Borba de Moraes foi o maior interlocutor de Mindlin ao longo de suas vidas entre livros. Ao falecer, o também paulista deixou em testamento sua biblioteca para o amigo. Destaque para a coleção da Impressão Régia, a primeira tipografia e editora brasileira, um tesouro no meio da coleção de Borba de Moraes. “Quando trouxemos esses volumes para a casa dos Mindlin, nós os dispomos do mesmo jeito que estavam nas estantes anteriores. Rubens gostava de deixar alguns livros com as capas voltadas para frente, como por exemplo, as belas encadernações imperiais”, explica Cristina.

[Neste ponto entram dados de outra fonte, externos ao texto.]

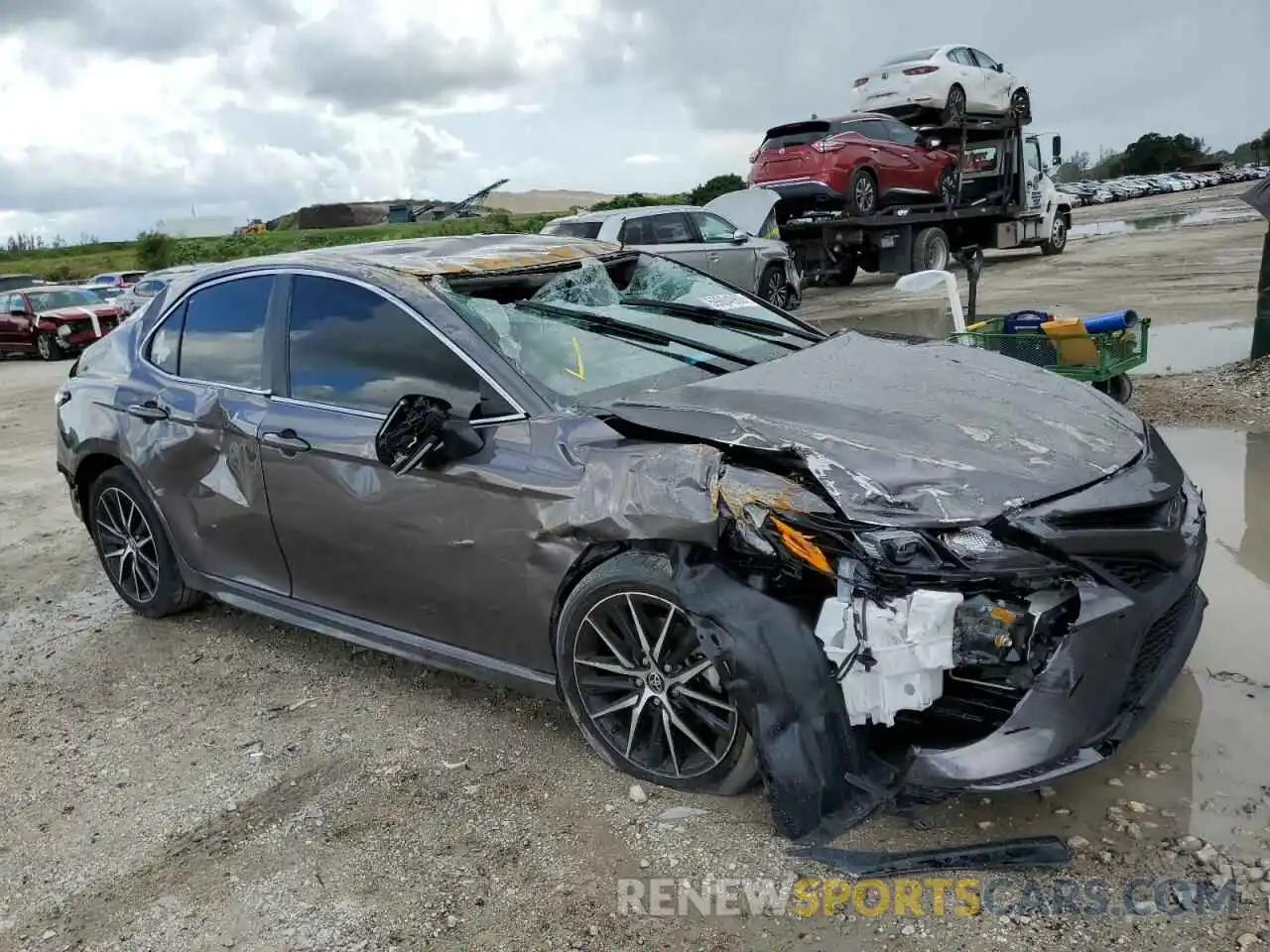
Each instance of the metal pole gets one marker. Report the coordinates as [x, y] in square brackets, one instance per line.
[1261, 324]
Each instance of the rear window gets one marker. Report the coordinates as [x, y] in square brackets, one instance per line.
[572, 229]
[795, 134]
[913, 58]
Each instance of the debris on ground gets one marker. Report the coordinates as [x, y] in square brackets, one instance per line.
[1232, 395]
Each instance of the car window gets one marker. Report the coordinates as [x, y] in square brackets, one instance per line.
[899, 132]
[222, 339]
[984, 60]
[666, 229]
[166, 344]
[356, 349]
[871, 128]
[712, 227]
[572, 229]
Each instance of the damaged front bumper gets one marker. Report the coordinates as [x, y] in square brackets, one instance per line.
[1110, 667]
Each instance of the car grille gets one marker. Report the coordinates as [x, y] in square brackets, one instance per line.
[1134, 572]
[1156, 645]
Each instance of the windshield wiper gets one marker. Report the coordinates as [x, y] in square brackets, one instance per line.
[613, 327]
[754, 326]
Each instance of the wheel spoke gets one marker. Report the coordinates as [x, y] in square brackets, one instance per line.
[639, 630]
[608, 643]
[606, 666]
[629, 701]
[688, 731]
[670, 740]
[661, 638]
[705, 698]
[635, 715]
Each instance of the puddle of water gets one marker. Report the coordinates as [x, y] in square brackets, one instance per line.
[1202, 756]
[1160, 222]
[1199, 345]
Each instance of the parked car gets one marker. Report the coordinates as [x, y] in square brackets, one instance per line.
[951, 80]
[572, 467]
[54, 321]
[119, 280]
[856, 163]
[18, 281]
[725, 239]
[107, 293]
[149, 286]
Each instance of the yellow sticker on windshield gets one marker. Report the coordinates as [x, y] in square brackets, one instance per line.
[580, 372]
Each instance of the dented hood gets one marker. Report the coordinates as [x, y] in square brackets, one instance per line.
[908, 434]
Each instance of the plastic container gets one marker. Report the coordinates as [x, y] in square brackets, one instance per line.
[1024, 320]
[1110, 322]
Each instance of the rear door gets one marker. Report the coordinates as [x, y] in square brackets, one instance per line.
[193, 424]
[726, 258]
[670, 234]
[969, 75]
[440, 552]
[996, 84]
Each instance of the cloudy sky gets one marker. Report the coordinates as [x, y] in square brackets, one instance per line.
[121, 112]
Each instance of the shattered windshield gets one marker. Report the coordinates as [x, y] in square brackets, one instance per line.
[607, 329]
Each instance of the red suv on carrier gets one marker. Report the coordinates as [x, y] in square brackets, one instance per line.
[856, 164]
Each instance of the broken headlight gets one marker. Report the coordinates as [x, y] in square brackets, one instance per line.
[961, 549]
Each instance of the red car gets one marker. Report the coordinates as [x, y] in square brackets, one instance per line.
[856, 164]
[54, 321]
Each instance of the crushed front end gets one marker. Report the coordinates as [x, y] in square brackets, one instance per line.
[1000, 655]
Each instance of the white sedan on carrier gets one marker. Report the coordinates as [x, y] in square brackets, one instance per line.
[951, 80]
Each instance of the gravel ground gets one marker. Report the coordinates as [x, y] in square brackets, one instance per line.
[216, 780]
[1236, 395]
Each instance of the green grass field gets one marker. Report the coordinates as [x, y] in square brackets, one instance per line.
[85, 261]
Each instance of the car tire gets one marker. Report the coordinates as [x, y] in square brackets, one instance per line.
[862, 193]
[1057, 241]
[595, 627]
[49, 347]
[772, 286]
[948, 185]
[846, 273]
[931, 250]
[1020, 107]
[953, 107]
[146, 575]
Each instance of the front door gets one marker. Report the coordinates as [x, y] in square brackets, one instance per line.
[193, 429]
[731, 262]
[440, 552]
[671, 235]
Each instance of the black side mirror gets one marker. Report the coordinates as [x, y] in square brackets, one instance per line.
[422, 430]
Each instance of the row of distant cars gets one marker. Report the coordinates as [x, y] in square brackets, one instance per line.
[1100, 191]
[58, 320]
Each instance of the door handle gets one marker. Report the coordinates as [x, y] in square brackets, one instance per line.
[286, 442]
[150, 412]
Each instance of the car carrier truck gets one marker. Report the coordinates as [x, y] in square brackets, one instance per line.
[1002, 198]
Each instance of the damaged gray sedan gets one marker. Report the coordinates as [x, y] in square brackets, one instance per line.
[857, 567]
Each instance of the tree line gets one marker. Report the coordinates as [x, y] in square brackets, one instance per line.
[1155, 153]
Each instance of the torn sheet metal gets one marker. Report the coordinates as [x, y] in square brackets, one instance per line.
[1002, 855]
[775, 670]
[980, 435]
[639, 492]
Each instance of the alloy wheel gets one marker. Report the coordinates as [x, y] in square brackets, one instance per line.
[649, 690]
[865, 194]
[127, 544]
[775, 293]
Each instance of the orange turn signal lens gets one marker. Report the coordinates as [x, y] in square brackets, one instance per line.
[802, 546]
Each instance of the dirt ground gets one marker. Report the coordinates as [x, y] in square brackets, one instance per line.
[216, 780]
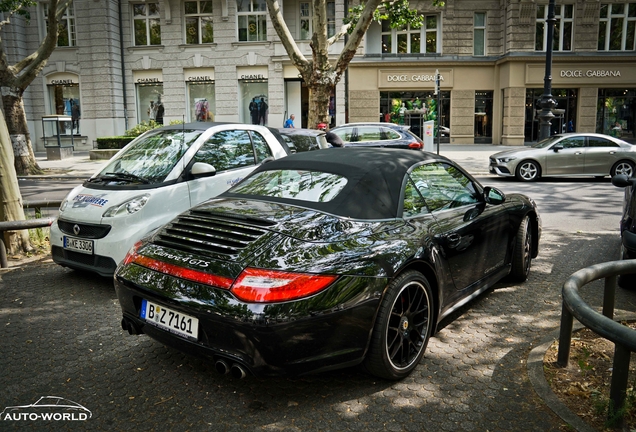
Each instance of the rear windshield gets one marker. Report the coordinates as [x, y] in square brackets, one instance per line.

O exemplar de 1810 de Marília de Dirceu, antes e depois do
restauro feito por Guita Mindlin. Foto: Reprodução

Outro paulista que possuiu uma, neste caso, “modesta” biblioteca pessoal foi o escritor Mário de Andrade. Com cerca de 17 mil títulos, as produções marginais eram predominantes em sua coleção. De acordo com pesquisa realizada pela professora da Faculdade de Filosofia, Letras e Ciências Humanas da USP), Telê Ancona Lopez, muitos manuscritos foram encontrados no arquivo e na biblioteca de Mário. Essa interação do escritor com as obras relembra os conceitos de dialogismo(Bakhtin) e de intertextualidade (Julia Kristeva), nos quais a linguagem é, também, derivação de outros. Não é à toa que ambos os termos estão relacionados, em certa instância, à noção de memória da biblioteca, expressão que engloba os diversos tipos de subversões e interferências além-texto que um autor pode fazer, a partir de outros, em sua obra.

Nessa conversa entre as múltiplas vozes da escritura, Ancona Lopez escreve: “Minhas cogitações a respeito das bibliotecas de escritores e a criação literária partem do conceito de matriz enquanto diálogo da criação, quando o artista se encontra com ele mesmo na obra de outros, ou como Mário de Andrade raciocina: ‘Muitas vezes um livro revela pra gente um lado nosso ainda desconhecido. Lado, tendência, processo de expressão, tudo. O livro não faz mais que apressar a apropriação do que é da gente’”. A perspectiva de um subjetivismo que surge na fala de Mário, associada ao propósito de conversa permanente entre o colecionador e seus livros, é onde repousa, talvez, o principal sentido da construção de uma biblioteca particular.